Lot Essay
"Il ne faut en aucun cas considérer le tableau comme un espace de projection de notre propre théâtre mental. Il s'agit plutôt d'un espace de liberté, où l'on peut partir à la découverte de nos images premières." - Piero Manzoni
Conservé depuis plus de quarante ans dans la collection d'Edzard et Helga Reuter, cet Achrome tardif de Piero Manzoni est une œuvre particulièrement saisissante issue de son emblématique série de toiles monochromes. Lorsqu’il se lance à l’automne 1957 dans ses tout premiers Achromes, Manzoni manipule directement la toile, la plissant, la froissant, la pliant pour obtenir des variations infinies de formes, après avoir plongé le tout dans du kaolin liquide, une argile blanche utilisée dans la fabrication de la porcelaine. Par la suite, il se met à glisser dans ces œuvres « achromatiques » des matériaux incolores tels que le coton, la fibre de verre, le feutre ou, en l'occurrence, des billes de polystyrène. Appliquées à la surface du support, ici, les minuscules sphères translucides produisent l'effet d'une patine effervescente ; concentrées au centre de la composition, elles fourmillent de part et d'autre de la toile, telles des bulles d’air se précipitant vers la surface de l'eau. Le kaolin épouse parfaitement les courbes du polystyrène, s’infiltrant et s'accumulant dans les interstices entre les billes. Aux extrémités supérieure et inférieure, la fibre brute de la toile laisse entrevoir sa trame, comme fossilisée dans l'éternité de l'argile. En émane une impression d'énergie contenue, d'ébullition étouffée, comme si ces pelotes figées dans leur élan pouvaient à tout moment se libérer, et bondir hors du cadre qui les retient.
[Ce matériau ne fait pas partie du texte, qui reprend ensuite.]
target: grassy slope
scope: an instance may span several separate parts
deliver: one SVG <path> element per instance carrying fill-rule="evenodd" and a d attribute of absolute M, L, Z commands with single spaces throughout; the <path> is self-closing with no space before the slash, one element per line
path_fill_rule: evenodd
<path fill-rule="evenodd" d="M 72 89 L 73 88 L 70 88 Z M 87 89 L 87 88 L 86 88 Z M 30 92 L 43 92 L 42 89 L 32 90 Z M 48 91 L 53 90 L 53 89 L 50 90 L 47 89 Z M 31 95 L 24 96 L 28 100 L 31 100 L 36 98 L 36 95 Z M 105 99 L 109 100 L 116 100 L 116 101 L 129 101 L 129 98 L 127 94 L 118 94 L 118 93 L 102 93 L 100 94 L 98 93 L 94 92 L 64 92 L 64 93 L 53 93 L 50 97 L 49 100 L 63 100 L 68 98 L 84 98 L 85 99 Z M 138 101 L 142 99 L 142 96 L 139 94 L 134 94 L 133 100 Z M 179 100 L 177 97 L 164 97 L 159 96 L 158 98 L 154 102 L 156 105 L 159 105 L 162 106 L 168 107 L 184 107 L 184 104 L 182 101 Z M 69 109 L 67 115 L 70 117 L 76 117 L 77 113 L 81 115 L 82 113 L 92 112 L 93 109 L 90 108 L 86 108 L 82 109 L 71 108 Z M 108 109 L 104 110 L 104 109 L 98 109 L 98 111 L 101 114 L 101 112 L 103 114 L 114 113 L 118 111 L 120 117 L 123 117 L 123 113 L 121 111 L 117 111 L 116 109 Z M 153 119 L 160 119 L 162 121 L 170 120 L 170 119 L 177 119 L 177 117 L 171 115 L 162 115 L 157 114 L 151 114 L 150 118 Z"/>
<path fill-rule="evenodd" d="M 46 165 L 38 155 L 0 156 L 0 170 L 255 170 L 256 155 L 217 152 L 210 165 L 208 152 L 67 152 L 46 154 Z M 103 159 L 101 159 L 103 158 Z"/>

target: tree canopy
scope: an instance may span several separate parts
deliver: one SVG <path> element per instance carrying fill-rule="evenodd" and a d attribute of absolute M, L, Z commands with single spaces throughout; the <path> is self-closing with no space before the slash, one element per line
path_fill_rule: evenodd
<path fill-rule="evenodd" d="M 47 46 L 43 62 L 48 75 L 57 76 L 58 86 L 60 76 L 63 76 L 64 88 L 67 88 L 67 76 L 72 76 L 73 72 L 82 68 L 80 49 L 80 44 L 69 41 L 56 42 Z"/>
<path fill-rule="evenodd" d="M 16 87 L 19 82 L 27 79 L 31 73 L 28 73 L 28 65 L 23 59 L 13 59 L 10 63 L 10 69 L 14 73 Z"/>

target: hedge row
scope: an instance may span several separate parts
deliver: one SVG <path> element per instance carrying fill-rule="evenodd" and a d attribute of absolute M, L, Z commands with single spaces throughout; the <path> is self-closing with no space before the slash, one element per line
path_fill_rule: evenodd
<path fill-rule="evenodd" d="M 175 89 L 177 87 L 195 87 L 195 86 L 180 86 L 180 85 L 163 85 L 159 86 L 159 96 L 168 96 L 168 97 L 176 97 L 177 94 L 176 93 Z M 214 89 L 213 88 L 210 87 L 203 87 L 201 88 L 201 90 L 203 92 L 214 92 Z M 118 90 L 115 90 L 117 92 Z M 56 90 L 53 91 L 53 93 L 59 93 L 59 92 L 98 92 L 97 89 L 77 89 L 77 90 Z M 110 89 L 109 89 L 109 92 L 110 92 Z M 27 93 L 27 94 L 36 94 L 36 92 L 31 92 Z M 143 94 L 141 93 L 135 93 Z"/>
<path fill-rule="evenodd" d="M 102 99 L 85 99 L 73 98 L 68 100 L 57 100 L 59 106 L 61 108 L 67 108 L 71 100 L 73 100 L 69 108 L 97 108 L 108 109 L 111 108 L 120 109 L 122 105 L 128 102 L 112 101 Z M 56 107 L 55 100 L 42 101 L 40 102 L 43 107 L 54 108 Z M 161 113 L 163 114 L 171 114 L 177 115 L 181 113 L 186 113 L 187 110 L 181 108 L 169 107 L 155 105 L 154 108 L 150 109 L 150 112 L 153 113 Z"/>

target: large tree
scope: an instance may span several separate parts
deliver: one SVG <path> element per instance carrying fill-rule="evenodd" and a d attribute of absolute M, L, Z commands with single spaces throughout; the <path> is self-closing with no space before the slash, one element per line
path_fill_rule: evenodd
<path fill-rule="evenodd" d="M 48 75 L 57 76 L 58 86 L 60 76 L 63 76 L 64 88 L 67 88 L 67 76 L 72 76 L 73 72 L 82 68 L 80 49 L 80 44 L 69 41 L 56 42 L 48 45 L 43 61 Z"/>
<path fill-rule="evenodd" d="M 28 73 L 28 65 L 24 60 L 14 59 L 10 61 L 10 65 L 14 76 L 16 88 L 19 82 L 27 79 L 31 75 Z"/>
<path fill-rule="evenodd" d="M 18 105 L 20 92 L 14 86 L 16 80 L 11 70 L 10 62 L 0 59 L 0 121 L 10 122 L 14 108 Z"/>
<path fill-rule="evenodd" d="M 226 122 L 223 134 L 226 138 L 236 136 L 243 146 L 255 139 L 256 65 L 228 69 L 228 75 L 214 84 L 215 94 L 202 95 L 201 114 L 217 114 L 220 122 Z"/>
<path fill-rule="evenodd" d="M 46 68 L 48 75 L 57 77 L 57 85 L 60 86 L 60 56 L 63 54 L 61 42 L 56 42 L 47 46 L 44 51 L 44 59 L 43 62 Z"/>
Cet Achrome de 1962 voit le jour quelques mois avant la mort tragique de Manzoni, à l’âge de vingt-neuf ans seulement. L'œuvre est d'abord acquise auprès de la galerie Smith de Bruxelles, qui accueille en 1963 la toute dernière exposition personnelle organisée du vivant de l'artiste. Un an plus tard, la même galerie Smith monte la première exposition posthume de Manzoni en Europe du Nord, où figurent deux Achromes réalisés à partir de billes de polystyrène (dont l'un présente des dimensions identiques à celles de cette œuvre). Depuis, cet Achrome a été exposé dans un grand nombre d'institutions majeures, notamment lors de la rétrospective itinérantsentée de 1969-1970, présentée successivement au Van Abbemuseum d'Eindhoven, au Städtisches Museum de Mönchengladbach, au Kunstverein d'Hanovre et au Stedelijk Museum, d'Amsterdam. Il a également figuré en 2007 dans la rétrospective de Manzoni au Museo d'Arte Contemporanea Donna Regina de Naples, et à celle du Städel Museum de Francfort en 2013, ainsi que dans de nombreuses expositions collectives consacrées à l'art européen des années 1950 et 1960.
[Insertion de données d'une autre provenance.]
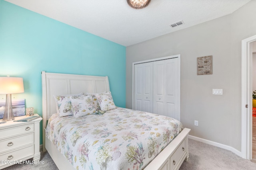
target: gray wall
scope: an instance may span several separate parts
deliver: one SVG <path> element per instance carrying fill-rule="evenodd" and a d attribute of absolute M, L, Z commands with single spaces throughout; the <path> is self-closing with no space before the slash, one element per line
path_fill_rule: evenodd
<path fill-rule="evenodd" d="M 128 47 L 126 107 L 132 107 L 132 63 L 180 54 L 184 126 L 241 151 L 241 41 L 256 35 L 255 9 L 252 0 L 230 15 Z M 197 57 L 211 55 L 212 74 L 197 75 Z M 213 88 L 223 95 L 212 95 Z"/>

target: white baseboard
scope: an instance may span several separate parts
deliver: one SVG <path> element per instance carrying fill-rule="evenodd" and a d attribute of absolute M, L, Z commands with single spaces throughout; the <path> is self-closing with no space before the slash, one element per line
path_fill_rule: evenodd
<path fill-rule="evenodd" d="M 219 148 L 222 148 L 223 149 L 226 149 L 227 150 L 230 150 L 239 156 L 242 157 L 242 152 L 236 149 L 235 149 L 233 147 L 190 135 L 188 135 L 188 138 L 199 142 L 202 142 L 203 143 L 218 147 Z M 188 150 L 189 151 L 189 149 L 188 149 Z"/>

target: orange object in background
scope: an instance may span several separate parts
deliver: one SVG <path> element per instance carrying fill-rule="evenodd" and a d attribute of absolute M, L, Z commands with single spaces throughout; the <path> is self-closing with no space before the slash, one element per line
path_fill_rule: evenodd
<path fill-rule="evenodd" d="M 252 116 L 256 117 L 256 107 L 252 107 Z"/>

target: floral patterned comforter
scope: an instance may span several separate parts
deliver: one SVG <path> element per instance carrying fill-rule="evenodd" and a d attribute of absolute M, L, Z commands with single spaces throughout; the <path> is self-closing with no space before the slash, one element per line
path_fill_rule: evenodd
<path fill-rule="evenodd" d="M 118 107 L 79 118 L 52 116 L 46 136 L 77 170 L 140 170 L 183 129 L 171 117 Z"/>

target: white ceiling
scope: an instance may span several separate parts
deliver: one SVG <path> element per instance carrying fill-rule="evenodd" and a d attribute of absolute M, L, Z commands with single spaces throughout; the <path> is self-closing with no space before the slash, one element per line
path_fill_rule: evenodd
<path fill-rule="evenodd" d="M 128 46 L 230 14 L 250 0 L 151 0 L 140 10 L 126 0 L 5 0 Z"/>

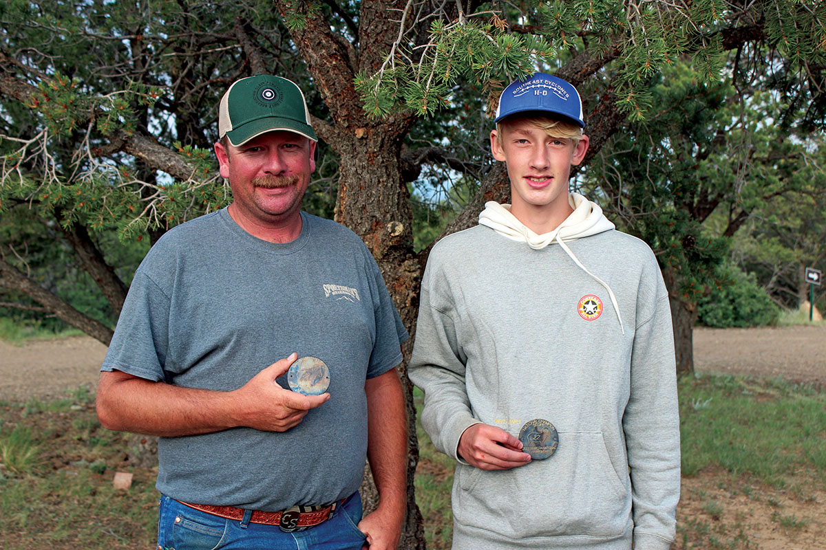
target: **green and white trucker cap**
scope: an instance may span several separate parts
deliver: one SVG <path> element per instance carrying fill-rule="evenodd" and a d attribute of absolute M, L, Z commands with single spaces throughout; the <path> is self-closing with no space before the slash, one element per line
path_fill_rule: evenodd
<path fill-rule="evenodd" d="M 295 82 L 269 74 L 236 80 L 221 98 L 218 134 L 238 147 L 265 132 L 287 130 L 318 141 L 304 94 Z"/>

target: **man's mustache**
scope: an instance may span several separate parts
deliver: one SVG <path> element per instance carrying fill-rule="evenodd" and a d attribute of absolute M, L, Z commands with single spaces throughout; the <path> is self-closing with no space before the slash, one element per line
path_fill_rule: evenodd
<path fill-rule="evenodd" d="M 287 187 L 298 182 L 298 176 L 259 176 L 253 178 L 253 185 L 256 187 L 273 189 L 275 187 Z"/>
Si elle est essentielle à la portée poétique des Achromes, l'absence de couleur s'inscrit dans un contexte plus large : celui d'une génération d'artistes qui, dans une Europe réduite en cendres par la Seconde Guerre mondiale, cherche à faire table-rase du passé en concevant la toile comme une « page blanche ». Germano Celant estime que « l’Achrome ne présente aucune teinte, même pas le souvenir d'une couleur, rien qui puisse évoquer la nature, ni une quelconque passion de l’artiste ; il s’agit plutôt d’une surface désertique, neutre, totalement désincarnée et dépourvue de toute connotation, qui — au-delà de son évidente et prosaïque présence dans l'espace — ne renvoie à aucune histoire, ni personnelle, ni sociale » (G. Celant, ''The Body Infinite'', in Piero Manzoni, Catalogo generale, tome I, Milan, 2004, p. xxxi).
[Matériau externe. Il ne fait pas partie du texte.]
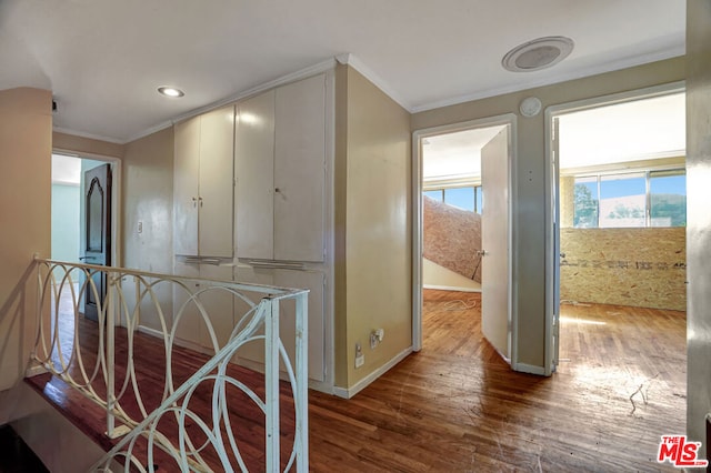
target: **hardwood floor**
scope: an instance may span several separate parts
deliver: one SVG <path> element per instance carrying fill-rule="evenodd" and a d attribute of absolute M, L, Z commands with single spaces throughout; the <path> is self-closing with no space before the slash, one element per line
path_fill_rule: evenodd
<path fill-rule="evenodd" d="M 482 339 L 479 302 L 425 291 L 420 353 L 352 400 L 311 395 L 313 471 L 674 470 L 655 455 L 685 431 L 683 313 L 565 305 L 565 361 L 540 378 Z"/>
<path fill-rule="evenodd" d="M 483 340 L 479 294 L 424 294 L 421 352 L 351 400 L 310 392 L 312 471 L 675 471 L 655 455 L 685 431 L 683 312 L 564 305 L 541 378 Z"/>

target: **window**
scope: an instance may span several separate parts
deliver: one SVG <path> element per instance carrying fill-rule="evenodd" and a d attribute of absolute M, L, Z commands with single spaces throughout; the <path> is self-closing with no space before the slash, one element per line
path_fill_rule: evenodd
<path fill-rule="evenodd" d="M 600 178 L 599 227 L 645 227 L 647 177 L 643 173 Z"/>
<path fill-rule="evenodd" d="M 577 178 L 574 189 L 573 227 L 598 227 L 598 178 Z"/>
<path fill-rule="evenodd" d="M 685 227 L 684 170 L 580 177 L 573 188 L 573 227 Z"/>
<path fill-rule="evenodd" d="M 481 185 L 429 189 L 423 191 L 422 194 L 458 209 L 481 213 L 483 203 Z"/>
<path fill-rule="evenodd" d="M 687 174 L 683 170 L 651 172 L 651 227 L 687 227 Z"/>

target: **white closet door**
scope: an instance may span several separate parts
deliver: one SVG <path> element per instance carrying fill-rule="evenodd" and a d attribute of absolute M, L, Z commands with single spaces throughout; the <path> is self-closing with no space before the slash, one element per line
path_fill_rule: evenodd
<path fill-rule="evenodd" d="M 176 262 L 176 275 L 186 278 L 200 278 L 200 265 Z M 176 339 L 188 342 L 192 349 L 200 345 L 200 321 L 198 309 L 190 294 L 197 289 L 194 283 L 184 290 L 178 284 L 173 285 L 173 324 L 177 324 Z"/>
<path fill-rule="evenodd" d="M 234 137 L 237 255 L 272 260 L 274 92 L 237 104 Z"/>
<path fill-rule="evenodd" d="M 277 89 L 274 259 L 323 261 L 326 76 Z"/>
<path fill-rule="evenodd" d="M 173 251 L 198 254 L 198 174 L 200 117 L 176 124 L 173 173 Z"/>
<path fill-rule="evenodd" d="M 234 105 L 213 110 L 200 123 L 201 256 L 232 258 Z"/>

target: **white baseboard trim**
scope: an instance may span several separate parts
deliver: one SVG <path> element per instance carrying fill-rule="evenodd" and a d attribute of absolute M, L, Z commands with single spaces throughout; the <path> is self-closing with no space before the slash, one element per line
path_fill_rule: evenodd
<path fill-rule="evenodd" d="M 423 289 L 438 289 L 440 291 L 458 291 L 458 292 L 481 292 L 481 289 L 473 288 L 459 288 L 453 285 L 433 285 L 433 284 L 422 284 Z"/>
<path fill-rule="evenodd" d="M 351 388 L 333 386 L 333 394 L 343 399 L 353 397 L 356 394 L 358 394 L 359 392 L 368 388 L 370 383 L 372 383 L 378 378 L 385 374 L 385 372 L 390 370 L 392 366 L 394 366 L 395 364 L 404 360 L 410 353 L 412 353 L 412 346 L 409 346 L 403 351 L 401 351 L 400 353 L 398 353 L 397 355 L 394 355 L 388 363 L 383 364 L 378 370 L 373 371 L 372 373 L 370 373 L 369 375 L 367 375 L 365 378 L 363 378 L 362 380 L 353 384 Z"/>
<path fill-rule="evenodd" d="M 515 363 L 514 365 L 511 365 L 511 368 L 513 369 L 513 371 L 520 371 L 521 373 L 538 374 L 539 376 L 545 375 L 545 369 L 543 366 L 534 366 L 532 364 L 525 364 L 525 363 Z"/>

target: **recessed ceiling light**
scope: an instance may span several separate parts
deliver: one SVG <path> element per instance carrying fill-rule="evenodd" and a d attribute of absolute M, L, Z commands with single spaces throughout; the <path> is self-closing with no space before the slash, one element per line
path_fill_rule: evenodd
<path fill-rule="evenodd" d="M 186 92 L 183 92 L 180 89 L 176 89 L 174 87 L 159 87 L 158 93 L 160 93 L 161 95 L 172 97 L 172 98 L 178 98 L 186 94 Z"/>
<path fill-rule="evenodd" d="M 558 64 L 573 50 L 574 42 L 565 37 L 545 37 L 519 44 L 501 60 L 512 72 L 532 72 Z"/>

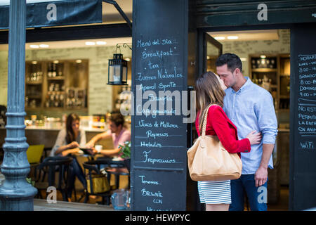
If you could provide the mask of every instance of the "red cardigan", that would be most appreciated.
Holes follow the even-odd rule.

Dans les Achromes tardifs, le cadre (celui d'origine a ici été conservé) devient partie intégrante de l'œuvre : au-delà de sa fonction structurelle, il s'impose comme une sorte de frontière esthétique qui vient à la fois contenir et exalter la matière. En cultivant l'absence absolue de couleur, Manzoni affranchit la toile de toute allusion allégorique, symbolique ou figurative. Il ne la « peint » d'ailleurs pas au sens traditionnel du terme, mais l'« imbibe » de kaolin : son intervention s'arrête là où cette fusion presque sacrée des matières commence. Émancipée de la main de l'artiste, la toile s'achève ensuite par elle-même au gré du processus du séchage. En ce sens, Manzoni fait de l'œuvre d'art un objet totalement autonome : un pur « espace de liberté », sans couleur, ni dieu, ni maître.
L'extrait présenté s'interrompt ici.